MORPHOLOGICAL ASYMMETRY AS AN INDICATOR OF STRESS IN RODENTS, A COMPARATIVE STUDY OF RODENT SPECIES IN SOUTHERN CALIFORNIA

Joshua Ramsey* and Rachel Para*(Wendy Binder), Department of Biology Loyola Marymount University

Vertebrates generally develop in a bilaterally symmetrical manner, but it is hypothesized that this pattern may be disrupted by stressors, one of which is pollutants in their environments. Pollutants, absorbed during nutrient uptake, can make their way into the food chain through plants, and may be concentrated in higher trophic levels—omnivores, for example.
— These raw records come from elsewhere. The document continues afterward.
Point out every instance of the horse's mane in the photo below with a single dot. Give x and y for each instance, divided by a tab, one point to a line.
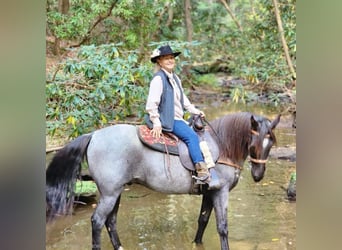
232	134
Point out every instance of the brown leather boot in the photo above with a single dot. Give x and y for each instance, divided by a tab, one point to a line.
202	172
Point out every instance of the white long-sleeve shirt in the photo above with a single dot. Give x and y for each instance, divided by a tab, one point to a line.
154	96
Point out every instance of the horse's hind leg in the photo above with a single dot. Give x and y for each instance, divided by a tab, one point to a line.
105	207
203	219
220	201
111	225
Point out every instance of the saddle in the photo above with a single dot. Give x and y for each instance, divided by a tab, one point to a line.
169	143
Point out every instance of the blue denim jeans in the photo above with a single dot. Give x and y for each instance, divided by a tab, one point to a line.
190	138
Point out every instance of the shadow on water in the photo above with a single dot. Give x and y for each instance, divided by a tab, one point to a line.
259	215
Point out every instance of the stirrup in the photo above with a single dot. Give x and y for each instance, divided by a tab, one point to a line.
200	180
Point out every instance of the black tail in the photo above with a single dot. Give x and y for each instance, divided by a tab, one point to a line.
61	176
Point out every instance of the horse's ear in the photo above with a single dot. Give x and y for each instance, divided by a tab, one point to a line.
275	122
254	124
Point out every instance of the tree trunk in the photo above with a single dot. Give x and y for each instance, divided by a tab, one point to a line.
188	22
283	41
189	30
232	14
63	7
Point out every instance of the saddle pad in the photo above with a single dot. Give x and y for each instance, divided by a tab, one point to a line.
169	143
166	143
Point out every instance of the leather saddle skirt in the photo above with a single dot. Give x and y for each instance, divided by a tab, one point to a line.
168	143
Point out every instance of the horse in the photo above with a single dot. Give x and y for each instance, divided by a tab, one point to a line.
116	157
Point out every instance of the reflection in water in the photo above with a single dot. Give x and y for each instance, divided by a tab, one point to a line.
259	215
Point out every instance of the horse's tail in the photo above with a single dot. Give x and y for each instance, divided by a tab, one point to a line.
61	176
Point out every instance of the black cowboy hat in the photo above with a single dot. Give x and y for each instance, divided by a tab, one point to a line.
162	51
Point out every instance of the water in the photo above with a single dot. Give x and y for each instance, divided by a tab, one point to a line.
259	215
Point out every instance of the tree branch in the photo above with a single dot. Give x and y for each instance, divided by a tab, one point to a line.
283	41
99	19
232	14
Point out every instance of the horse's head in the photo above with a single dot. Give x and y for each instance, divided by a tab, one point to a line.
262	139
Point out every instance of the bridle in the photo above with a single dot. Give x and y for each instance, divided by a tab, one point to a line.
259	161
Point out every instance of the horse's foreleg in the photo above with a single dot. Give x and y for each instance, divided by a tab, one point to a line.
111	225
220	202
203	219
99	217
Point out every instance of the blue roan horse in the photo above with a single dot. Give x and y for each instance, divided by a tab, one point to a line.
116	157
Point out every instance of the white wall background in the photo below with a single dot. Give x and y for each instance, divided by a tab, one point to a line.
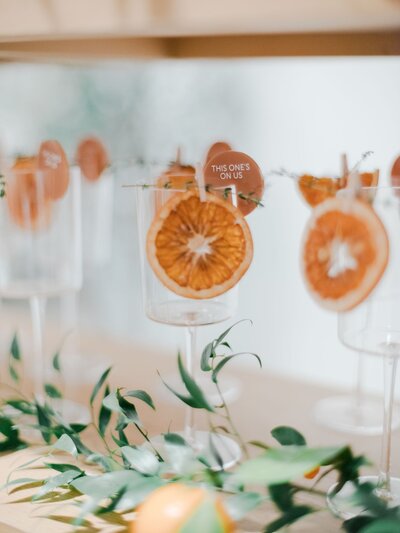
296	113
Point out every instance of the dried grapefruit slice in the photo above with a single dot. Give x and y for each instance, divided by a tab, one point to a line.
28	205
199	249
316	190
345	252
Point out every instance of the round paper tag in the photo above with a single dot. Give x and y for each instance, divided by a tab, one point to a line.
217	148
236	168
53	162
92	158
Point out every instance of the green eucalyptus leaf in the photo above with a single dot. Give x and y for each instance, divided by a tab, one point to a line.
282	496
288	436
66	444
56	362
291	516
111	402
140	395
99	384
12	372
107	463
23	406
238	505
44	422
226	360
282	465
128	409
175	438
52	391
141	460
137	491
15	351
55	482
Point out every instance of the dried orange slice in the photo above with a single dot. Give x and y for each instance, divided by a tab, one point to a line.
345	252
177	176
199	249
316	190
52	161
173	508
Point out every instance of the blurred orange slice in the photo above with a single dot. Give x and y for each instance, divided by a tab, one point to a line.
316	190
345	252
199	249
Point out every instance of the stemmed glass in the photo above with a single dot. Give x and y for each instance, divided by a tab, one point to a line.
373	327
164	306
40	250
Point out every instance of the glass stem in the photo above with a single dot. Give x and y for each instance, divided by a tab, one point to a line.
190	337
38	310
389	368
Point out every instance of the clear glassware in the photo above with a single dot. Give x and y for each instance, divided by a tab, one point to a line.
166	307
373	327
40	248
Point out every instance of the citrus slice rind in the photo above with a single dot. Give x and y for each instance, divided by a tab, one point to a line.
199	249
344	253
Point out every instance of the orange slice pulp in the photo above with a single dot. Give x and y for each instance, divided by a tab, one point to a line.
199	249
315	190
345	252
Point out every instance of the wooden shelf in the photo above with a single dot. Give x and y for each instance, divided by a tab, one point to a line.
76	30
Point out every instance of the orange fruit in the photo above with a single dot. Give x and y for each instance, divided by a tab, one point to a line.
217	148
28	206
345	252
199	249
312	473
177	176
316	190
52	161
395	175
173	507
92	158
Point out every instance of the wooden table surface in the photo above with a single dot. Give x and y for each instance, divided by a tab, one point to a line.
266	401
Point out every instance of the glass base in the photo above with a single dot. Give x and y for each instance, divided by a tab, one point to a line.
342	503
230	386
228	450
346	414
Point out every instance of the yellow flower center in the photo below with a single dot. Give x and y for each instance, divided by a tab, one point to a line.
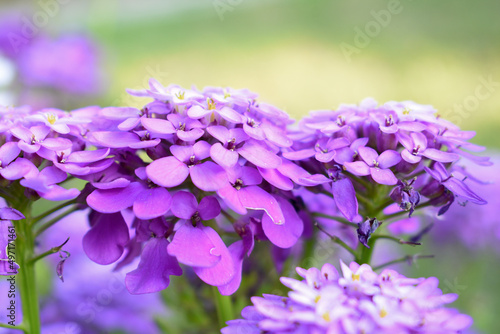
51	118
211	104
180	95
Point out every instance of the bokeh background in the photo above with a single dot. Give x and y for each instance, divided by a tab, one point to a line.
305	55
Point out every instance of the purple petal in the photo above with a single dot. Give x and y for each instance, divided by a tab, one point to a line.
256	198
259	155
10	214
254	132
300	155
345	198
114	139
440	156
114	200
119	113
388	159
222	156
167	172
224	271
105	241
220	132
158	125
209	208
198	112
274	177
292	170
313	180
359	168
237	251
230	115
408	157
208	176
412	126
368	154
18	169
277	136
129	124
190	135
88	156
22	133
8	152
325	157
461	189
230	196
201	150
383	176
152	203
286	234
57	144
58	193
193	246
184	205
145	143
28	148
152	274
419	140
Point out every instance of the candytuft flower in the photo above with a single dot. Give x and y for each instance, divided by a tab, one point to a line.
358	301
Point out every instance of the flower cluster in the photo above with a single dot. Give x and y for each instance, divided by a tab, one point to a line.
8	235
164	182
185	164
374	155
43	68
358	301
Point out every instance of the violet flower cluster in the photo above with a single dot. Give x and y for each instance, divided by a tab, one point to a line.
371	156
212	154
164	182
358	301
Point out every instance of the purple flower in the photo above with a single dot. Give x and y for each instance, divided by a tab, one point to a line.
244	193
366	229
375	165
406	196
360	301
450	184
416	146
187	160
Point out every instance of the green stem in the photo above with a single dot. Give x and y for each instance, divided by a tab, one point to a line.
336	218
224	307
399	241
366	253
49	252
21	328
51	211
55	220
410	258
337	240
25	244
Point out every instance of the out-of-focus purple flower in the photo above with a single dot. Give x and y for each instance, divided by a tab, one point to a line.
358	301
406	196
40	64
8	266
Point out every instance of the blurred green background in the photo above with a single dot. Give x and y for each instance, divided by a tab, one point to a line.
293	53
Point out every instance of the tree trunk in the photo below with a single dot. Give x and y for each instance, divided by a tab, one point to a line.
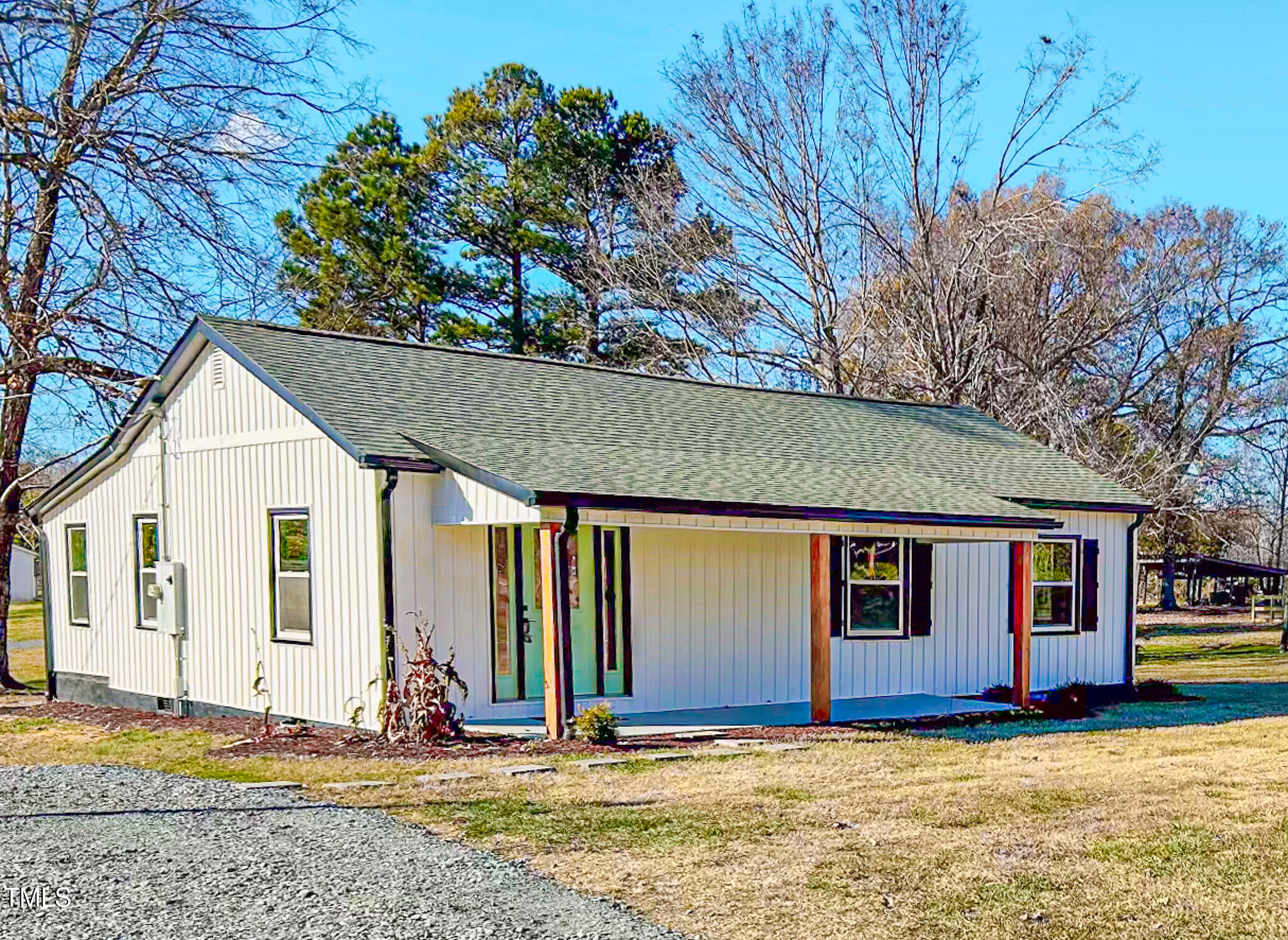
518	332
1169	577
13	430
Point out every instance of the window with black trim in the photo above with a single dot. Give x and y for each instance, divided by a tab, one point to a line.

As they develop, vertebrates exposed to pollutants may be unable to develop symmetrically, and fluctuating asymmetry (FA) may be introduced. FA is a random deviation from bilateral symmetry toward either the right or left side. While a variety of methods to measure bilateral symmetry have previously been used including rulers and calipers, more modern equipment may gather higher quality data. A three-dimensional digitizer accurately collects points in a three-plane coordinate system. This tool was used to collect measurements from rodent skulls to compare the degree of bilateral symmetry of the specimens. By measuring distances between landmarks - identifiable locations on the skull (e.g. sutures) - and between endpoints on the limbs, differences between left and right sides were calculated, and differences within and between species were compared. Preliminary results were inconclusive but with larger sample sizes, correlations between pollution levels and symmetry may emerge. This data will then be compared to individuals from less polluted regions to determine the difference in degree of asymmetry between rodents due to environmental pollutants.